It also opens the door for a deistic view of the world where God creates and then he disengages. So this view assumes that God no longer acts upon his creation in any kind of divine intervention in any way.
On this Gehardest Voss is incredibly helpful in exposing the deist assumptions of the traducian perspective in his reformed dogmatics.
Now, the most prominent reformed traducian theologian, I know of is W.G.T. Shed, William Shed in the 19th century did mount a definitive argument for the traducian position. A substantial criticism of that though has been offered by Oliver Crisp, who is an analytic philosopher and he’s written an article, like Pulling Traducianism out of the shed or something like that and it’s a really clever but philosophically robust kind of dismantling of Sheds argument. And Crisp, i’s probably the world’s expert on shed among other things as well.

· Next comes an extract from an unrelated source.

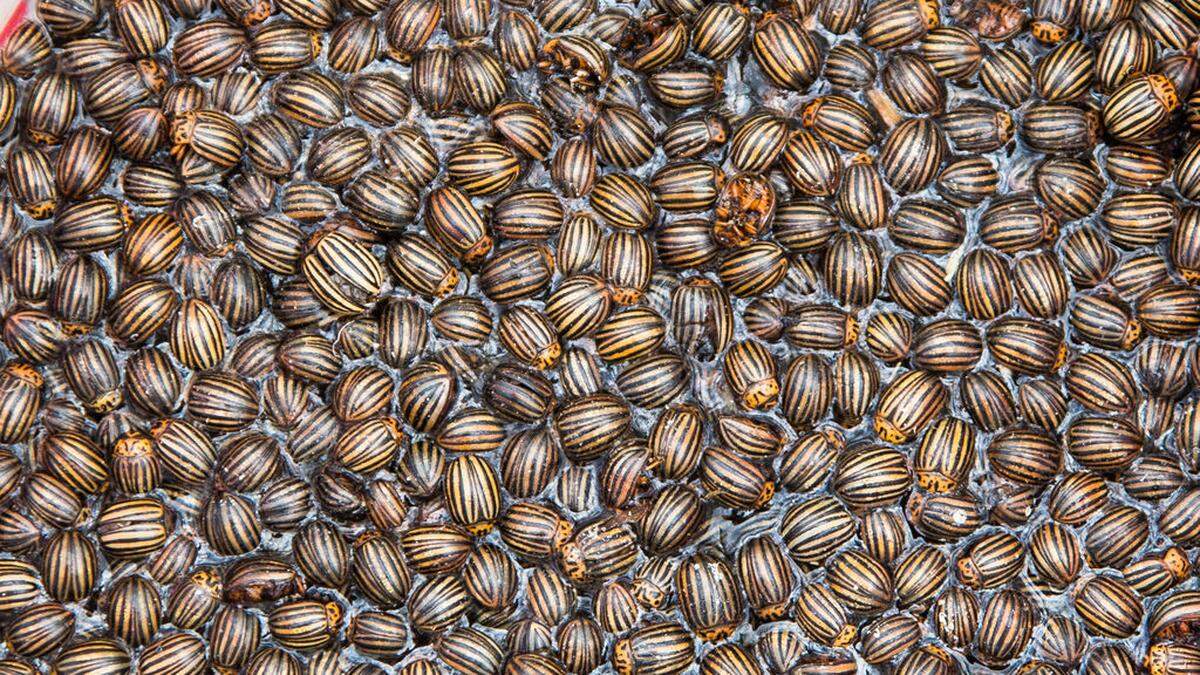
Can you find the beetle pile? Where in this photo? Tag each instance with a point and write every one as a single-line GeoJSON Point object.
{"type": "Point", "coordinates": [570, 336]}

Now, I will say this, I don’t believe that this is a matter of firm kind of confessional Orthodoxy. I think my own position and I’ve pointed that out, I think the confession assumes a creationist position. I think it’s absolutely possible to be a traducianist and be a reformed Orthodox. Christian. I think that is absolutely possible. I do think it is a challenge to the creationist, how you answer the question of original sin and how that affects the soul? But both the traducian and the creationist have to get it through the federal headship of Christ of Adam. And so I want to absolutely affirm that original sin is explained in terms of federal headship, which we’ll get to after the midterm. But I recognize that the creationist position in some ways is still not entirely satisfactory when it comes to that question, but it’s the weakest part of the argument. I will grant that, but I think all in all I think scripture and the history of the church have certainly convinced me more of the first position. I will say though probably maybe five years ago or so, I leaned towards the traducianism argument. I thought Shed was right, but I have shifted my position and Oliver Crisp was helpful as well as paying more attention Turritan’s argument was really helpful. But, I think both of them are within the pale of reformed Orthodoxy. It does illustrate how there is diversity still within confessional reformed theology. And this is one of those areas there.